Academic institutions, which are often owner-occupied, are at the forefront of this pursuit. The newly completed, LEED Gold-certified Tepper Quad at the Tepper School of Business at Carnegie Mellon University, in Pittsburgh, is a prime example of a building designed to maximize light and occupant well-being. Moore Ruble Yudell Architects & Planners purposely designed the Tepper Quad with no corridors as a way to foster innovation and collaboration while emphasizing open space. With 82,000 square feet of exterior glass, 85 percent of the building has access to natural light.

“We have found (and studies confirm) that access to daylight and connection to views is the most important spatial quality for people in their built environments,” said Jeanne Chen, FAIA, principal at Moore Ruble Yudell Architects & Planners. “We purposefully designed the Tepper Quad project as a dynamic horizontal framework wrapped around a central HUB/Atrium that brings daylight deep into the building to increase creativity, dialogue, and interaction,”

Proper application of the skylight in the school’s atrium was critical to installation success and to ensuring optimal thermal performance of the building.

Within that, “A prime consideration for us was interfacing the skylight with the vertical curtain walls,” said Bruce Jamison, senior project manager specializing in skylights at Oldcastle BuildingEnvelope. “The steel truss in the vertical wall was pre-loaded prior to installation of the skylight framing, so the project design team had to determine how much the steel would rebound and account for its effect on the skylight system. Through proper planning, we were able to account for minimal movement once the steel was released.”

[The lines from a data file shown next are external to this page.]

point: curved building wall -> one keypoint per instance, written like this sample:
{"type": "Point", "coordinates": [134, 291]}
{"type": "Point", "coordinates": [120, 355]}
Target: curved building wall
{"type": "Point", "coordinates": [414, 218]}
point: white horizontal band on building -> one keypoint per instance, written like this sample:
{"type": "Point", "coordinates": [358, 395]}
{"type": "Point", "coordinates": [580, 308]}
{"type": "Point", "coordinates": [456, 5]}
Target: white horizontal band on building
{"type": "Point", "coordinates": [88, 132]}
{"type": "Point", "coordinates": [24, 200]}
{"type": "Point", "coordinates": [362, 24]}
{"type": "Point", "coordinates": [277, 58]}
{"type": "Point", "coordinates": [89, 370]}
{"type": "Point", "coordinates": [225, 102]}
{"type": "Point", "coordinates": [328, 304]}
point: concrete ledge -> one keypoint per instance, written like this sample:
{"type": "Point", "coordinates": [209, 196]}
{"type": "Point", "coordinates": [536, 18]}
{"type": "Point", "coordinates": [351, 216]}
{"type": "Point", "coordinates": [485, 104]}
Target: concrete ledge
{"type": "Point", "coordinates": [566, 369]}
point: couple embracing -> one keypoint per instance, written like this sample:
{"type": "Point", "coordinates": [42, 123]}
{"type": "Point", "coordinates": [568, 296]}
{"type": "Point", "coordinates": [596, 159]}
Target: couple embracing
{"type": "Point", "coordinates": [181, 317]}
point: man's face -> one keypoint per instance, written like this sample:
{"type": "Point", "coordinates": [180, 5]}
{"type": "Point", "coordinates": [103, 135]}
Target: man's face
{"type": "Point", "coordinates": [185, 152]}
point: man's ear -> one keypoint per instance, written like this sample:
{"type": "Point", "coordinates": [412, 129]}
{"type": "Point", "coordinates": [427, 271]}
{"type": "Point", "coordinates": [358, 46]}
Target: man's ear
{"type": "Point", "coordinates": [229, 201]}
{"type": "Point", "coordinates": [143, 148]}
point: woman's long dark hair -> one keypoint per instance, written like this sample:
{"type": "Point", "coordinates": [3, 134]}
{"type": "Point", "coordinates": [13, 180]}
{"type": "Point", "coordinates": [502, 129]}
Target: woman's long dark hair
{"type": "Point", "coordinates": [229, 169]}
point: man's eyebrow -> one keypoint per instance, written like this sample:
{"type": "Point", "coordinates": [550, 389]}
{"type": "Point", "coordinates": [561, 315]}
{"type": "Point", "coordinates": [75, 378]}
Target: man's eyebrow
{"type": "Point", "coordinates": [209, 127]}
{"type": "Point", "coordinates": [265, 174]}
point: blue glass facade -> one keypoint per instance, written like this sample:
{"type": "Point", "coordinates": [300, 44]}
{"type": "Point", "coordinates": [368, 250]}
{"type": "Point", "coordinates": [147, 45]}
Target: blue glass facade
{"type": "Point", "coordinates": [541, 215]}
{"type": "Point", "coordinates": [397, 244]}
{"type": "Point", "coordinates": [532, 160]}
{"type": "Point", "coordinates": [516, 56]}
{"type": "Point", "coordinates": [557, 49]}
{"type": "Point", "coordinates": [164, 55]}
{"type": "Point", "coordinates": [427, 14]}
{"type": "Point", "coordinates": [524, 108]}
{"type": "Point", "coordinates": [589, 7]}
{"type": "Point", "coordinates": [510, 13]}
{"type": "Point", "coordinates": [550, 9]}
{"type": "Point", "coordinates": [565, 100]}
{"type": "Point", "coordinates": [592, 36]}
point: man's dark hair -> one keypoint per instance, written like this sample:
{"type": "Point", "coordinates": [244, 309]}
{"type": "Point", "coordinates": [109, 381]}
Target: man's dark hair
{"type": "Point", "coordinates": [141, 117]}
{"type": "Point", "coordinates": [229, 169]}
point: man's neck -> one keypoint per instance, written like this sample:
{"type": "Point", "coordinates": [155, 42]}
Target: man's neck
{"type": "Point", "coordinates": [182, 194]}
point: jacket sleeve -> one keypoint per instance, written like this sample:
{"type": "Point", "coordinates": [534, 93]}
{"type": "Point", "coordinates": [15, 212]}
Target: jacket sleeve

In any application, a well-insulated skylight is vital for performance and occupant comfort. “At the Tepper Quad, insulating laminated glass with argon was used in the skylight to enhance insulation, coupled with silk-screened glass containing white frit, a ceramic coating made of small dots covering 60% of the skylight surface, to counteract glare and reduce direct sunlight,” added Jamison. This application yielded a solar heat gain coefficient of only 0.21, reducing heat transfer to provide occupants the benefits of daylighting without the discomfort, and added maintenance expense, of managing heat gain.

“All the glass daylights much of the building. That does not just reduce the need for electricity and lights, it makes for a happy place to live,” noted Bryan Routledge, associate professor of finance at the Tepper School, who co-chaired the Tepper Quad building working group.

As buildings continue to transform from mere shelters to experiential spaces for occupants, creative design will become more and more critical in offering areas that enhance not only their performance but also our well-being.